NTFR 2025/1091 - A-G Ettema: Voor de vaststelling van de CO2-uitstoot kan in dit geval worden uitgegaan van de gegevens in het Duitse kentekenbewijs

ECLI:NL:PHR:2025:626, datum uitspraak 30-05-2025, publicatiedatum 13-06-2025
Aflevering 27, gepubliceerd op 01-07-2025 met annotatie van mr. R. Zeldenrust
In deze zaak staat de vraag centraal welke CO2-uitstoot belanghebbende als maatstaf van heffing van de verschuldigde BPM mag hanteren ter zake van de registratie van een gebruikte auto in het Nederlandse kentekenregister. Is dit de CO2-uitstoot die is geregistreerd in dat register of de CO2-uitstoot die blijkt uit een van de andere wettelijk toegestane bewijsmiddelen en die is gemeten volgens de methode die is beschreven in art. 9 lid 11 BPM? Tot en met de procedure bij de rechtbank zijn partijen uitgegaan van de CO2-uitstoot zoals vermeld in het kentekenregister. Ter zitting bij het hof heeft belanghebbende een Duits kentekenbewijs overgelegd waaruit een lagere CO2-uitstoot volgt. Hof Den Haag (28 december 2023, ECLI:NL:GHDHA:2023:2737) heeft geoordeeld dat belanghebbende mag uitgaan van die lagere uitstoot.

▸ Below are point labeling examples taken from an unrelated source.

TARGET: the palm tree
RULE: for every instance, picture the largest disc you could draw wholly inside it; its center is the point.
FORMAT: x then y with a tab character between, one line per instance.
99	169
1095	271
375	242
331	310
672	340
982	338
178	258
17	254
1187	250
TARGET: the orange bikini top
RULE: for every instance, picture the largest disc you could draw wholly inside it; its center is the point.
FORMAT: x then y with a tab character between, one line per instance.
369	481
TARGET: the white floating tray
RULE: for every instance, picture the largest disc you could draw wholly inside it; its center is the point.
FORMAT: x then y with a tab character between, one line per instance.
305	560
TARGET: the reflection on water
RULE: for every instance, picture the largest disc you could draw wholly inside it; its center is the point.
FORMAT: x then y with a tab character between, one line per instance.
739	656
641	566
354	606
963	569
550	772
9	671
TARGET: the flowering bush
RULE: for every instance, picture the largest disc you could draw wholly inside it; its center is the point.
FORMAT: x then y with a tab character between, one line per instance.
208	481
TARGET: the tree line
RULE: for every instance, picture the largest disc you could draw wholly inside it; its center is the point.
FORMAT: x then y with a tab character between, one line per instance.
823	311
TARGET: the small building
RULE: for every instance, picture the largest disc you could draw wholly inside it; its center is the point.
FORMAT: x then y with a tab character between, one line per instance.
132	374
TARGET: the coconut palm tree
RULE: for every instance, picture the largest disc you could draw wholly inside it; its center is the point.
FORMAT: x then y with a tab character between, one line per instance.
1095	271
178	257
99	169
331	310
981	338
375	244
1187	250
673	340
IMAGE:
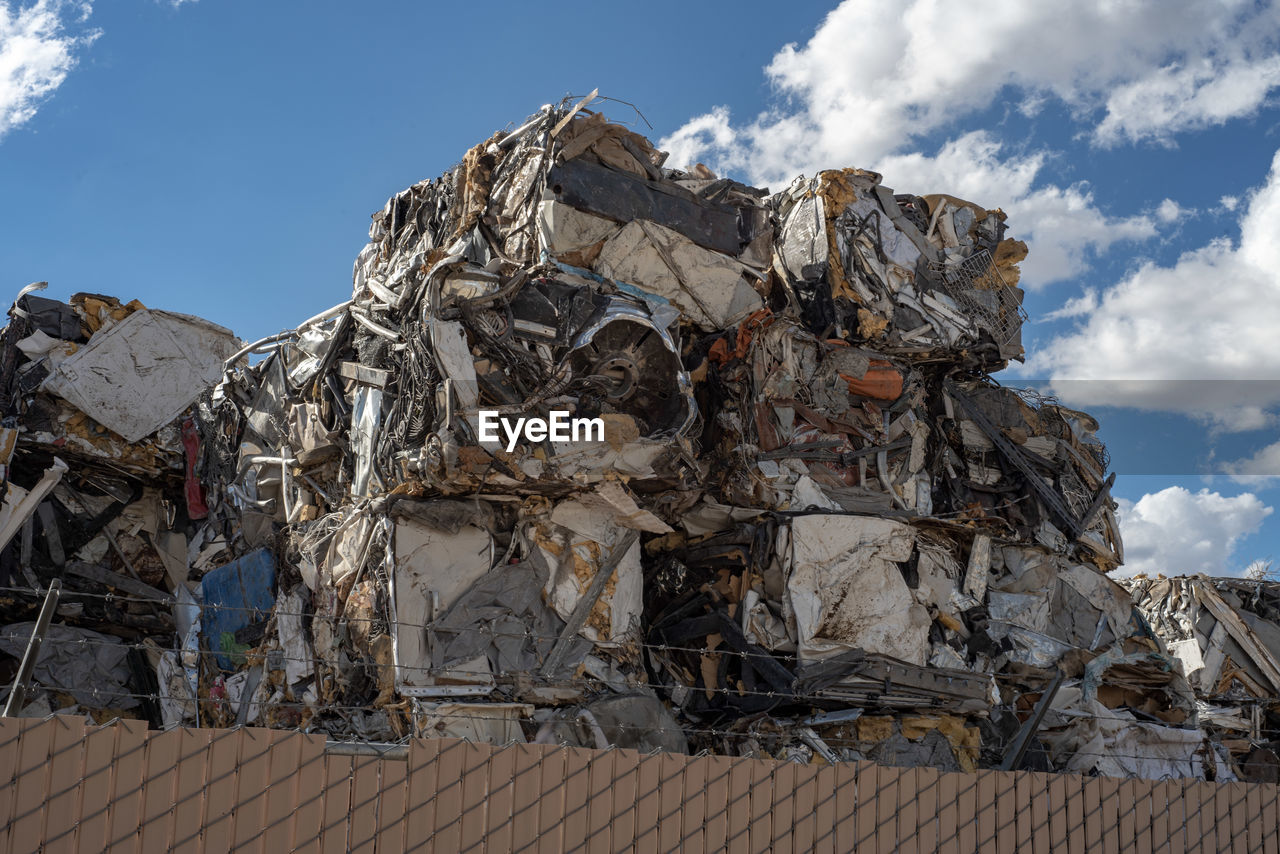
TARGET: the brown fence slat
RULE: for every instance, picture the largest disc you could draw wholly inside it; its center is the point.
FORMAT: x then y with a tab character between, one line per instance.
528	790
988	830
307	816
1175	809
190	789
1006	813
909	814
693	814
1253	809
336	807
159	789
1143	807
577	794
551	808
252	777
423	782
718	770
805	800
648	803
448	795
1038	807
739	807
1110	790
671	798
392	805
1091	797
366	789
949	812
284	759
31	771
126	808
762	807
65	784
1239	817
599	804
784	805
100	750
475	790
77	788
1269	820
502	782
826	812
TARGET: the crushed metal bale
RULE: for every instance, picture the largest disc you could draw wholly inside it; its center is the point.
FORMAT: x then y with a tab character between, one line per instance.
603	452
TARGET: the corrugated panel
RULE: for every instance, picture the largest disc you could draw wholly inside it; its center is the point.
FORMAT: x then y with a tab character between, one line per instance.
65	786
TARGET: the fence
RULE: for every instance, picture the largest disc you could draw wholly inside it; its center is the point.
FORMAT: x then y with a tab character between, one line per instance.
65	785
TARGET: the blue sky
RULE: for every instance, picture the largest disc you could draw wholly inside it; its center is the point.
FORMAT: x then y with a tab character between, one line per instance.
223	158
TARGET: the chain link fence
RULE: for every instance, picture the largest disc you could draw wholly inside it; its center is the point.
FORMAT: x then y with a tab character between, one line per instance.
67	785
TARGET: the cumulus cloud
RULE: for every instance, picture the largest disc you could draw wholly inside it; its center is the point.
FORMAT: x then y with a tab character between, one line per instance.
1197	336
1264	464
1185	97
881	73
878	76
1176	531
36	53
1170	211
1063	224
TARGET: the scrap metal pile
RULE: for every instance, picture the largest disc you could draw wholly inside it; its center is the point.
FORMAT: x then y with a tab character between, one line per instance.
1225	634
598	452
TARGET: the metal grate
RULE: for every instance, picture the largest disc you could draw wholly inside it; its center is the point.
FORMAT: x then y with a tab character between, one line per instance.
977	286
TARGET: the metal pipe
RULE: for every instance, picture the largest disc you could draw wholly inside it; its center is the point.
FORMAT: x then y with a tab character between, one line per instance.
18	693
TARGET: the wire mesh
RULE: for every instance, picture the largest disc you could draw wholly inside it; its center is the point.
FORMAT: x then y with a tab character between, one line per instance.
978	287
65	785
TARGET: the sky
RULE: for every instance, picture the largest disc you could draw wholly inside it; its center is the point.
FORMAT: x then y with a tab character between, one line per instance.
222	158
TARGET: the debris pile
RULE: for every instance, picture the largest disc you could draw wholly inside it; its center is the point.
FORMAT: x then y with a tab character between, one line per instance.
1225	636
603	452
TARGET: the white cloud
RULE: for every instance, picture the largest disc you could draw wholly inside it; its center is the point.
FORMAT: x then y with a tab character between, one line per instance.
36	53
878	76
1061	224
1264	464
1184	97
1077	306
1212	315
881	73
1176	531
1170	211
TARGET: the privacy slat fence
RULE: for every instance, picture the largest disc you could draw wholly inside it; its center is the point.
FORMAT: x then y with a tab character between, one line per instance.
67	786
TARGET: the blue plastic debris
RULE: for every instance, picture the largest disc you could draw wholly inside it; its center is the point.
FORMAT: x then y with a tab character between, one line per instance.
237	596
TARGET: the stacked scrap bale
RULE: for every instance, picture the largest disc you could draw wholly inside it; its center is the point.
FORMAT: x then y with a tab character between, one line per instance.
812	525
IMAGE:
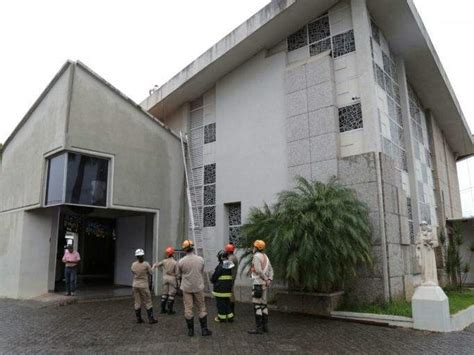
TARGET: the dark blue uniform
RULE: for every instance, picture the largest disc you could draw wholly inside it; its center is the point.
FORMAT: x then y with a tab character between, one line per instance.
223	282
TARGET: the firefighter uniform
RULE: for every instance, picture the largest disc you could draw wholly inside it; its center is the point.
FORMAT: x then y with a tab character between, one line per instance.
262	276
190	272
223	281
230	248
169	267
141	271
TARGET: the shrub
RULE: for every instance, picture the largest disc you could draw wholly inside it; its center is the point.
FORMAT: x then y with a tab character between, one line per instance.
317	235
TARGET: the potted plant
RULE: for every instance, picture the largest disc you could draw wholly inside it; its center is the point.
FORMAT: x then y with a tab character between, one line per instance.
317	236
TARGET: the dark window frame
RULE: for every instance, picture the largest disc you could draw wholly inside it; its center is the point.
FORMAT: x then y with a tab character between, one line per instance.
64	200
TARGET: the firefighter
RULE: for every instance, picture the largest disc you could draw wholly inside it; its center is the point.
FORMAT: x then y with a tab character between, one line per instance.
262	276
141	270
222	280
190	272
230	249
169	268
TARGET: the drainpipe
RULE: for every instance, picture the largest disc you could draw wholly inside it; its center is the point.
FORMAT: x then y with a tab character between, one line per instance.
383	235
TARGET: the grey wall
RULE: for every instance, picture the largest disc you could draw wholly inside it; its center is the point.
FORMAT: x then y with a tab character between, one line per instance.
22	171
22	165
466	254
148	167
80	111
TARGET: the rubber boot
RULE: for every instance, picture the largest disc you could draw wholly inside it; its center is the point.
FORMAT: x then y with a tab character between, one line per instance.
204	330
163	305
190	323
151	318
170	307
265	323
138	314
259	325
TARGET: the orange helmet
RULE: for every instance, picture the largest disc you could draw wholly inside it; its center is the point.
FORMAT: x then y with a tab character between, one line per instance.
187	245
169	251
230	248
259	244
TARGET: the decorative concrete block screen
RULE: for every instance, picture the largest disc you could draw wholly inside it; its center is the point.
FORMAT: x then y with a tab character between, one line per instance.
204	175
350	117
317	35
423	172
234	212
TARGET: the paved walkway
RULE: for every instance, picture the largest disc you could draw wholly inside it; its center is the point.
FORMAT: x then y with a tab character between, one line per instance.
108	326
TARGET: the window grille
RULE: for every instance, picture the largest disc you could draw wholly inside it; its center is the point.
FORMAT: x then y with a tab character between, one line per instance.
210	133
343	43
210	174
209	216
375	32
235	221
319	29
298	39
350	117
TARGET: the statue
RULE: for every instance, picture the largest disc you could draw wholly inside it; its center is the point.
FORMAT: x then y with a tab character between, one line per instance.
426	241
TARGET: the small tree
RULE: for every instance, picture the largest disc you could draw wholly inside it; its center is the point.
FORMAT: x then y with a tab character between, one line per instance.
317	235
456	269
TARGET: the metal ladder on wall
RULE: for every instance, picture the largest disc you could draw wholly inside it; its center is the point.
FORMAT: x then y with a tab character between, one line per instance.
195	216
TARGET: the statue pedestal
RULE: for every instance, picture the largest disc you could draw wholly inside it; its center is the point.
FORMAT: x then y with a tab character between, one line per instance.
430	308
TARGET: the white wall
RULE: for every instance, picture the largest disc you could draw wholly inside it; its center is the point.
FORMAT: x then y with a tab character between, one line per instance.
36	252
130	237
11	228
250	147
22	166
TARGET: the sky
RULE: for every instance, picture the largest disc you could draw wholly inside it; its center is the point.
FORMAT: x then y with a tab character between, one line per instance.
138	44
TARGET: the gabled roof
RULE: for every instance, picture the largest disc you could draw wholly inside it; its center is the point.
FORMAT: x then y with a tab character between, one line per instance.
89	71
399	21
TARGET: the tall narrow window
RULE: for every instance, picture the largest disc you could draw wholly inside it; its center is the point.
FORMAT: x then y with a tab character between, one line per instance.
234	212
56	176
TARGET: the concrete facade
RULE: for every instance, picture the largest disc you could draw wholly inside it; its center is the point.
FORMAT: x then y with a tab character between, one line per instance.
336	94
80	112
319	89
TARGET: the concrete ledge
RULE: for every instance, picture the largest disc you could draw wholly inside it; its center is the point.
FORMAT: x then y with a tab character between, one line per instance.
462	319
319	304
382	319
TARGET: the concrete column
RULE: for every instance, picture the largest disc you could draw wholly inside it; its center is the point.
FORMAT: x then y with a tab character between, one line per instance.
440	208
362	33
408	133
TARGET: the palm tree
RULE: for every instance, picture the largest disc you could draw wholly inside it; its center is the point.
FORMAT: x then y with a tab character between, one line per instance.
317	235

NTFR 2025/1096 - Rechtbank kent te lage vergoeding immateriële schade toe

ECLI:NL:HR:2025:971, datum uitspraak 20-06-2025, publicatiedatum 20-06-2025
Aflevering 27, gepubliceerd op 01-07-2025 met annotatie van mr. P.W.L. van den Bersselaar
Rechtbank Amsterdam heeft aan belanghebbende een vergoeding van immateriële schade toegekend van € 1.000 wegens overschrijding van de redelijke termijn in de bezwaar- en beroepsfase. Daarbij is de rechtbank ervan uitgegaan dat de overschrijding bijna één jaar bedraagt. In cassatie klaagt belanghebbende met succes hierover. Het bezwaarschrift is namelijk op 11 augustus 2020 ingediend en de rechtbank heeft op 23 augustus 2023 uitspraak gedaan. Dit betekent dat de redelijke termijn is overschreden met een jaar en twaalf dagen, afgerond naar boven dus met dertien maanden. Hierbij hoort een vergoeding van € 1.500. De Hoge Raad kent dit bedrag alsnog toe aan belanghebbende.